It was 2012 and I was in grade 12. I went through a breakup and my friends abandoned me. Add to it, the stress of entrance exams to get into a medical college. I was stressed, I was lonely, and I had no escape.
I stopped studying and my grades fell. I used to play guitar and cry the whole night. My family started losing hopes. We had frequent fights. One day, I got tired and swallowed a cocktail of pills I had in my room. Well, I didn't die that night.
The next day, I told my father about the problems I was having. He, being a doctor, understood and took me to a psychologist. My teachers, knowing I was a brilliant student, supported me and encouraged me. A childhood friend came back into my life. And with this strong support system, I healed. I started studying again and got admission in a medical college.
Years passed without the demons coming back. I got busy with studies and music, my passion. Then, in 2016, the third year of college, I had a fallout with my best buddy, I was rejected from a choir I desperately wanted to participate in, and my results were approaching, increasing my anxiety. The world fell apart! I went back home, didn't get out of bed for one whole week, and kept crying and crying and crying. Then, I had a conference to attend and my parents forced me to go. That helped the acute phase and I felt better when I returned.
My father took me back to the psychologist. Now, she diagnosed me with major depressive disorder and referred me to a psychiatrist, who prescribed me pills. I went back to college, but was always sedated.
I remember, when the results finally came out, I did well but I cried my heart out that night because I was so lonely.

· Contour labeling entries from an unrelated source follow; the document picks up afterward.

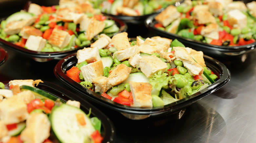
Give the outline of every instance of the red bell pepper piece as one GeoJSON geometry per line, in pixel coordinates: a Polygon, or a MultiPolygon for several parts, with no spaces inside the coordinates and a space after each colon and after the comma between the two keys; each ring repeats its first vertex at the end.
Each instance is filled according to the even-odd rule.
{"type": "Polygon", "coordinates": [[[97,130],[95,130],[91,135],[92,138],[93,140],[94,143],[101,143],[103,140],[103,138],[100,135],[99,131],[97,130]]]}
{"type": "Polygon", "coordinates": [[[112,99],[112,97],[108,95],[108,94],[105,93],[103,93],[102,94],[100,94],[100,95],[103,96],[103,97],[107,98],[110,100],[112,99]]]}
{"type": "Polygon", "coordinates": [[[129,100],[124,98],[121,96],[118,96],[116,97],[113,100],[113,101],[122,105],[129,106],[131,106],[131,103],[130,103],[129,100]]]}
{"type": "Polygon", "coordinates": [[[8,124],[6,125],[6,127],[8,131],[11,131],[17,128],[17,123],[8,124]]]}
{"type": "Polygon", "coordinates": [[[81,82],[79,79],[79,73],[81,71],[78,68],[73,66],[71,69],[67,71],[67,76],[77,82],[81,82]]]}
{"type": "Polygon", "coordinates": [[[198,75],[196,75],[194,76],[194,79],[195,80],[198,79],[203,80],[203,77],[202,77],[202,76],[200,74],[199,74],[198,75]]]}

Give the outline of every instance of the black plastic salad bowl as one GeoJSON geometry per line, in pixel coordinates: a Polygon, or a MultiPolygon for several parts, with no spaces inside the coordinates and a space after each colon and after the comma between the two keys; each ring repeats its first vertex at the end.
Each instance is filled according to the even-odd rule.
{"type": "Polygon", "coordinates": [[[211,93],[226,84],[230,80],[230,73],[226,66],[220,62],[208,56],[204,56],[205,64],[219,79],[207,88],[185,98],[164,106],[153,108],[140,108],[123,105],[108,99],[99,94],[86,88],[68,77],[66,72],[75,65],[76,54],[67,56],[61,60],[54,70],[57,78],[83,95],[80,97],[88,99],[95,103],[119,112],[126,117],[133,119],[141,119],[150,116],[171,115],[184,109],[186,106],[211,93]]]}
{"type": "MultiPolygon", "coordinates": [[[[5,84],[6,88],[9,87],[10,81],[2,82],[5,84]]],[[[50,93],[53,97],[48,97],[50,99],[59,98],[60,100],[66,102],[68,100],[79,101],[81,103],[80,108],[85,113],[87,114],[91,110],[90,118],[97,117],[101,121],[101,132],[103,139],[101,142],[114,142],[115,138],[115,129],[112,122],[110,119],[101,112],[84,100],[78,99],[75,94],[54,84],[44,81],[44,83],[39,83],[36,88],[47,93],[50,93]]],[[[50,138],[54,142],[58,142],[53,133],[51,133],[50,138]]]]}
{"type": "Polygon", "coordinates": [[[145,24],[148,29],[162,36],[172,39],[177,39],[187,47],[197,51],[202,51],[207,55],[215,57],[236,56],[251,51],[255,48],[256,45],[256,42],[255,42],[249,44],[240,46],[218,46],[185,38],[155,27],[154,25],[157,22],[154,18],[157,15],[155,14],[150,16],[145,21],[145,24]]]}
{"type": "Polygon", "coordinates": [[[0,66],[4,64],[8,58],[7,53],[3,49],[0,48],[0,66]]]}

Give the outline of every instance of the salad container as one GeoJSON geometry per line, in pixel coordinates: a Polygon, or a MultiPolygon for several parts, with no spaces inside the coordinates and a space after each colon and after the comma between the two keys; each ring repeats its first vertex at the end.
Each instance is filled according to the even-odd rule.
{"type": "Polygon", "coordinates": [[[0,48],[0,66],[2,65],[7,60],[8,55],[4,49],[0,48]]]}
{"type": "Polygon", "coordinates": [[[75,65],[77,59],[76,54],[67,56],[61,60],[55,66],[55,76],[61,81],[82,94],[82,98],[88,99],[99,106],[120,112],[133,119],[142,119],[150,116],[158,117],[175,113],[182,113],[187,106],[214,92],[226,84],[230,79],[230,73],[226,66],[220,62],[206,56],[204,56],[207,67],[211,69],[219,78],[207,87],[185,98],[164,106],[153,107],[130,107],[117,103],[100,94],[84,88],[66,74],[66,72],[75,65]]]}
{"type": "MultiPolygon", "coordinates": [[[[4,84],[6,89],[9,89],[9,81],[2,82],[4,84]]],[[[55,99],[55,100],[57,99],[59,99],[60,101],[64,103],[69,100],[79,101],[81,103],[80,108],[85,114],[90,114],[89,113],[91,112],[90,118],[96,117],[101,121],[101,134],[103,137],[101,142],[114,142],[114,139],[115,135],[115,128],[112,122],[106,115],[85,100],[78,98],[77,96],[75,96],[75,94],[70,91],[51,83],[46,81],[43,82],[42,83],[40,83],[35,87],[36,88],[39,89],[40,90],[35,90],[34,91],[32,90],[33,89],[32,89],[32,91],[36,92],[36,94],[39,94],[39,92],[41,93],[42,90],[42,92],[45,92],[50,94],[50,95],[47,95],[48,96],[46,97],[47,98],[55,99]]],[[[24,87],[24,86],[21,87],[24,87]]],[[[31,90],[29,89],[33,88],[28,86],[25,86],[24,88],[28,90],[31,90]]],[[[52,132],[49,139],[54,141],[54,142],[58,142],[53,133],[52,132]]]]}

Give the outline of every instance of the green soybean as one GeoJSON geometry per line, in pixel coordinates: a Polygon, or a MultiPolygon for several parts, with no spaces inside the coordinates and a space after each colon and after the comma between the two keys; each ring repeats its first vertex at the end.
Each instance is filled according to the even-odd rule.
{"type": "Polygon", "coordinates": [[[46,31],[47,30],[50,28],[50,27],[49,27],[49,26],[43,26],[41,27],[41,28],[40,28],[40,31],[42,32],[44,32],[46,31]]]}
{"type": "Polygon", "coordinates": [[[114,62],[118,65],[121,64],[121,62],[118,60],[116,57],[114,58],[114,62]]]}
{"type": "Polygon", "coordinates": [[[228,33],[229,33],[230,32],[230,28],[228,26],[223,26],[223,30],[226,31],[228,33]]]}
{"type": "Polygon", "coordinates": [[[156,56],[157,56],[157,57],[160,57],[160,55],[159,55],[159,54],[157,53],[154,53],[152,54],[152,55],[155,55],[156,56]]]}
{"type": "Polygon", "coordinates": [[[127,90],[128,92],[131,91],[131,89],[130,88],[130,85],[128,83],[124,84],[124,89],[127,90]]]}
{"type": "Polygon", "coordinates": [[[80,40],[80,41],[81,42],[83,42],[84,41],[87,40],[86,37],[85,37],[85,35],[84,35],[84,33],[82,33],[79,35],[77,37],[78,39],[80,40]]]}
{"type": "Polygon", "coordinates": [[[81,42],[81,41],[78,38],[76,38],[75,40],[75,45],[78,46],[80,46],[82,44],[81,42]]]}
{"type": "Polygon", "coordinates": [[[82,81],[80,84],[88,89],[93,89],[93,84],[89,81],[82,81]]]}
{"type": "Polygon", "coordinates": [[[115,47],[112,47],[109,48],[108,49],[108,50],[109,51],[113,53],[117,51],[117,49],[115,48],[115,47]]]}
{"type": "Polygon", "coordinates": [[[174,60],[173,61],[173,62],[174,63],[174,64],[176,66],[182,66],[183,65],[183,63],[182,63],[182,62],[178,60],[174,60]]]}
{"type": "Polygon", "coordinates": [[[238,35],[241,33],[241,31],[239,29],[232,29],[230,32],[232,35],[235,36],[238,35]]]}
{"type": "Polygon", "coordinates": [[[78,68],[78,69],[79,71],[81,71],[81,67],[83,66],[87,65],[87,64],[88,64],[87,63],[87,62],[86,62],[86,61],[84,61],[83,62],[78,64],[78,65],[77,65],[76,67],[78,68]]]}
{"type": "Polygon", "coordinates": [[[184,74],[187,72],[187,69],[181,67],[181,66],[177,66],[177,70],[178,72],[181,74],[184,74]]]}
{"type": "Polygon", "coordinates": [[[122,62],[121,63],[122,64],[124,64],[128,67],[130,67],[131,66],[131,65],[130,65],[130,64],[129,63],[129,62],[127,60],[124,61],[122,62]]]}
{"type": "Polygon", "coordinates": [[[15,42],[18,41],[19,39],[19,36],[16,35],[14,34],[10,36],[7,39],[8,41],[9,42],[15,42]]]}
{"type": "Polygon", "coordinates": [[[112,88],[109,92],[111,94],[117,95],[119,92],[124,90],[124,84],[122,83],[115,86],[112,88]]]}
{"type": "Polygon", "coordinates": [[[203,68],[204,72],[205,72],[208,75],[209,75],[212,74],[212,70],[206,67],[203,67],[203,68]]]}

That year, I involved myself in literary activities. I gave music up. I stopped singing. I never participated in a choir again. I was miserable, and sedated, 24/7.
Finally, I switched the psychiatrist by the end of 2016. My exams approached and I did well. The medicines that this new psychiatrist prescribed were working and I was doing well.
Enter 2017, still on pills but, my attendance started dropping again. I just couldn't get out of my bed. Attendance dropped and my dose of antidepressants were raised and it continued in this loop. Finally, I shifted back home from a hostel. I started going to and fro to college every day. I travelled for 3 hours everyday. This was the hardest year of medical school, the final year.
In 2017, I released my college magazine as the editor-in-chief. Prepared for the finals and attended extra classes for bringing my attendance back up. I succeeded and I was allowed to appear in exams.
When exams approached in November, I went into panic mode again. I ceased to study, I was sure I'd fail. I somehow gave the exams and they weren't too bad. Then the holidays began.
December 2017 was the best month in quite a long time. I made my first solo trip. I started singing. I started writing. I was happy. And when the results came, a miracle happened and I passed! I was finally a medical graduate!
The next bout of depression came in February 2018. I couldn't get out of bed. I locked myself in my room for 3 days, not eating, not drinking, not talking to anyone, not even going to toilet. This is when I learned that I had become resistant to antidepressants. I was started on MAO inhibitors, which caused hypertension and gave me severe migraine attacks. I stopped the medication and changed my psychiatrist again.
This time I went to my Alma Mater. I tried to avoid it for 2 years because of the stigma associated with it but I had no choice this time. I was an intern in my parent institute and I couldn't attend my postings. I desperately needed help so I took a break from my internship in March. I haven't joined back yet but I plan to on May 1. My psychiatrist told me to exercise, write, sing and started me on CBT (Cognitive Behavioral Therapy).
The extra measures helped. I feel better now and I am definitely happier. CBT is working like a wonder! It is very, very helpful.
I attempted suicide 15 days back. Why did I, when I was feeling so much better? Well, I read that patients who are healing are more likely to attempt suicide. I took it as a sign of healing. This was the first time after 2012.
Before I was ill, I was a super confident girl. I participated and excelled in everything. I was the life of a party. I was a performer, the stage never scared me. Now, I have turned into a very nervous woman who even thinks twice before crossing the road. I think I have lost who I am. And it's been so long that I don't remember what happy feels like.
I am lucky to have a supportive family but I lost most of my friends after the disease hit me. But, at least I know the ones who stuck by me are friends for life!
I feel I am healing now. The rest I will know when I rejoin as an intern. I don't know if I will heal or not, but I do know that I will do everything in my power to! One thing that depression couldn't take away from me is hope.
#dontcallmecrazy. My name is Gursimar and I have #depression and #anxiety, but it does not have me!